Added matrix functions, numeral tensors, better returns & removed unnecessary POC code #8

anshuman23 · 2018-05-26T20:04:34Z

@josevalim, I have added a lot of functionality in this PR. I first give the high level overview of these functionalities and then the code follows at the end to exemplify them:

Matrix functions: Since Elixir doesn't have something like Numpy in Python, we needed some matrix capabilities. I was actually writing most of this myself but then saw some examples in the Blackberry Erlang OTP which I adopted into the Tensorflex code base after some changes.
Tensor capabilities: Numeral tensors are now fully supported. This makes use of the above matrix functions to achieve what is required
Improved return statements: Wherever a successful return is being made, now a tuple with an :ok atom is returned and whenever the error is a case of bad input arguments I have switched to returning enif_make_badarg
Removed code from POC days: A lot of code was just lying around that was not being used that was written by me pre-GSoC results, as part of the POC. I have removed this now.

CODE EXAMPLES

Matrix functions:
- Matrices are created using create_matrix which takes number of rows, number of columns and list(s) of matrix data as inputs
- matrix_pos help get the value stored in the matrix at a particular row and column
- size_of_matrix returns a tuple of the size of matrix as {number of rows, number of columns}
- matrix_to_lists returns the data of the matrix as list of lists

iex(1)> m = Tensorflex.create_matrix(2,3,[[2.2,1.3,44.5],[5.5,6.1,3.333]])
#Reference<0.1012898165.3475636225.187946>

iex(2)> Tensorflex.matrix_pos(m,2,1)
5.5

iex(3)> Tensorflex.size_of_matrix m
{2, 3}

iex(4)> Tensorflex.matrix_to_lists m
[[2.2, 1.3, 44.5], [5.5, 6.1, 3.333]]

Numeral Tensors:
- Basically float_tensor handles numeral tensors. It has two variants: one that takes in just 1 argument and the other which takes in 2 arguments
- The one which takes 1 argument is just for making a tensor out of a single number
- The 2 argument variant is actually more important and is used for multidimensional Tensors
- Here, the first argument is the values and the second consists of the dimensions of the Tensor. Both these are matrices

iex(1)> dims = Tensorflex.create_matrix(1,3,[[1,1,3]])
#Reference<0.3771206257.3662544900.104749>

iex(2)> vals = Tensorflex.create_matrix(1,3,[[245,202,9]])
#Reference<0.3771206257.3662544900.104769>

iex(3)> Tensorflex.float_tensor 123.12
{:ok, #Reference<0.3771206257.3662544897.110716>}

iex(4)> {:ok, ftensor} = Tensorflex.float_tensor(vals,dims)
{:ok, #Reference<0.3771206257.3662544897.111510>}

iex(5)> Tensorflex.tensor_datatype ftensor
{:ok, :tf_float}

Better return statements:
- Basically added the :ok atom to every successful return in a function, including all previously written functions
- For incorrect input arguments, switched to returning enif_make_badarg

iex(1)> Tensorflex.string_tensor 123
** (ArgumentError) argument error
    (tensorflex) Tensorflex.string_tensor(123)
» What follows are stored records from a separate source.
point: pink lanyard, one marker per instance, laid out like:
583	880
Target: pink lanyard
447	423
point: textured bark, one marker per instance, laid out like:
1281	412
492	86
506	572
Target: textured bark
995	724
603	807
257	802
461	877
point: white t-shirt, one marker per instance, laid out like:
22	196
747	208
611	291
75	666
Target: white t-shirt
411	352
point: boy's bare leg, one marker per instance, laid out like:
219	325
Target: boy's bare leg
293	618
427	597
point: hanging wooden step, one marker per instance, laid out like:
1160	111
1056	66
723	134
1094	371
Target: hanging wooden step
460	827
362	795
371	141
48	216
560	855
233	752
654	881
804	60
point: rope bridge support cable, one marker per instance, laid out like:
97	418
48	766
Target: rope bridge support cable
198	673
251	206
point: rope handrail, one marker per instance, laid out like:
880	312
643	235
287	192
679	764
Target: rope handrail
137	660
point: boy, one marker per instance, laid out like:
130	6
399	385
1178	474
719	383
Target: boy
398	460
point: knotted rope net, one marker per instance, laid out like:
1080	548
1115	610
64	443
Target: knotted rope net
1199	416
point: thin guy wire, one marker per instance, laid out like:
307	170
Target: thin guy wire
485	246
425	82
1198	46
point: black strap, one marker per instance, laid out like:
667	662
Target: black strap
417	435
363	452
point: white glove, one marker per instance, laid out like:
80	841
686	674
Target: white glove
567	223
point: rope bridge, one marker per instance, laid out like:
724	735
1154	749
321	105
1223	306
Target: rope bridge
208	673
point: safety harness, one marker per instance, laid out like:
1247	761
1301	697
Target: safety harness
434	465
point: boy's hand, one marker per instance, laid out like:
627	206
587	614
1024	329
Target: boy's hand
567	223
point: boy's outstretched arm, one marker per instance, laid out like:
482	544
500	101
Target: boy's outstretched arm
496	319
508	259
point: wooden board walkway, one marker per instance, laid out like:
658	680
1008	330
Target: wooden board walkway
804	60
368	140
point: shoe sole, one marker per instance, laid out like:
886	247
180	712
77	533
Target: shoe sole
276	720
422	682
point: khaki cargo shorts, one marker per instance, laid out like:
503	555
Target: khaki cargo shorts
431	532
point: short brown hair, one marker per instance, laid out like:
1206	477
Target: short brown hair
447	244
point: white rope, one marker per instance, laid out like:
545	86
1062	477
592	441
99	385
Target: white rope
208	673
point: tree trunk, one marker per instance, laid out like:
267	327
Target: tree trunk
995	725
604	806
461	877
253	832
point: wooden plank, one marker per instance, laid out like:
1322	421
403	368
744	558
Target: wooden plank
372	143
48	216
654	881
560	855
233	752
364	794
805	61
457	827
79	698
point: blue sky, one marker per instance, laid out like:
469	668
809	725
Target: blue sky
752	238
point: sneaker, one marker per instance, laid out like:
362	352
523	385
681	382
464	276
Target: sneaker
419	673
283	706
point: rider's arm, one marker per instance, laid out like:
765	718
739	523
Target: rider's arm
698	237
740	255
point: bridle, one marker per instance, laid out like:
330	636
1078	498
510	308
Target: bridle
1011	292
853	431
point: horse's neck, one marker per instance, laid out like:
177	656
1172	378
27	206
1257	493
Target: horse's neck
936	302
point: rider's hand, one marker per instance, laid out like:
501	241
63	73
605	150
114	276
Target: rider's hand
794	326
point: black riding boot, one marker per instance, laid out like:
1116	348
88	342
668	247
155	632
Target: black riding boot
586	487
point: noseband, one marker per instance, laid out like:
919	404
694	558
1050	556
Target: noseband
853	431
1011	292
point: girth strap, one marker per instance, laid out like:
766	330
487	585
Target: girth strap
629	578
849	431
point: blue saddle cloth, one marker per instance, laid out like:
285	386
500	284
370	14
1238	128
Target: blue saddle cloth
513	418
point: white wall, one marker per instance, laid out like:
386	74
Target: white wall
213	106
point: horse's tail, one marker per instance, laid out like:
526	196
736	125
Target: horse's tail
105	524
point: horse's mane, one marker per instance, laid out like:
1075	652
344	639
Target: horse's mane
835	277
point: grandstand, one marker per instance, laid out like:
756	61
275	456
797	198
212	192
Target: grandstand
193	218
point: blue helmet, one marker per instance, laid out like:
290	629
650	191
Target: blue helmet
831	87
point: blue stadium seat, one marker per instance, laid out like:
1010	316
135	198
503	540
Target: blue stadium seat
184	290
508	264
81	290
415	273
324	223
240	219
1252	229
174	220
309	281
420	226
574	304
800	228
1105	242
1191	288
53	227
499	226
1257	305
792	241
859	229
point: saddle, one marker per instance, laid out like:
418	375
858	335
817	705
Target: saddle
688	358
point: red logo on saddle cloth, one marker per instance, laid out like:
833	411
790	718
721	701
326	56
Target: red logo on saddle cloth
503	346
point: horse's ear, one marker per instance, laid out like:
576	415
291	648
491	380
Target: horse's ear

iex(2)> Tensorflex.string_tensor "123"
{:ok, #Reference<0.3771206257.3662544897.113000>}

…removed unused POC functions

josevalim · 2018-05-28T10:52:36Z

Hi @anshuman23!

Let's ping @versilov since he has recently worked on matrex (see discussion.

If @versilov is already working on a matrex library based on NIFs, maybe we can unify the efforts?

@versilov how would the two NIF libraries interoperate? Is matrex keeping the matrix as a binary? If so, could the NIF side of tensforlow simply rely on this binary format?

It seems we are all working together improving Elixir for data science, so we should probably be in touch. :)

versilov · 2018-05-28T14:56:54Z

Hello @josevalim, @anshuman23!

Yes, matrex definitely uses the same binary format. The difference is in size. Matrex uses 32bit values (ints and floats), while in tensorflex I see 64 bit values. (BTW, will unsigned, used for the dimensions of the matrix, be of the same size on all platforms? May be it would be better to be more specific there with uint64_t?)

I think 32 bit values will be sufficient for the most tasks. Anyway, I consider to add support for different value types and different shapes to the Matrex.

@anshuman23, please, give matrex a try in tensorflex and feel free to send feature requests to me — I'll try to implement them ASAP, cuz that's what matrex needs now to polish the API.

PS: I'am not familiar with TF, but is it OK to feed array of doubles into this function with TF_FLOAT flag?

TF_NewTensor(TF_FLOAT, dims, ndims, mx1.p->data, (size_alloc) * sizeof(double), tensor_deallocator, 0);

anshuman23 · 2018-05-29T17:24:56Z

Hi @josevalim and @versilov!

Sorry for the delayed reply, I did not have internet connectivity as I was on vacation and have just returned.

Yes, matrex definitely uses the same binary format. The difference is in size. Matrex uses 32bit values (ints and floats), while in tensorflex I see 64 bit values. (BTW, will unsigned, used for the dimensions of the matrix, be of the same size on all platforms? May be it would be better to be more specific there with uint64_t?)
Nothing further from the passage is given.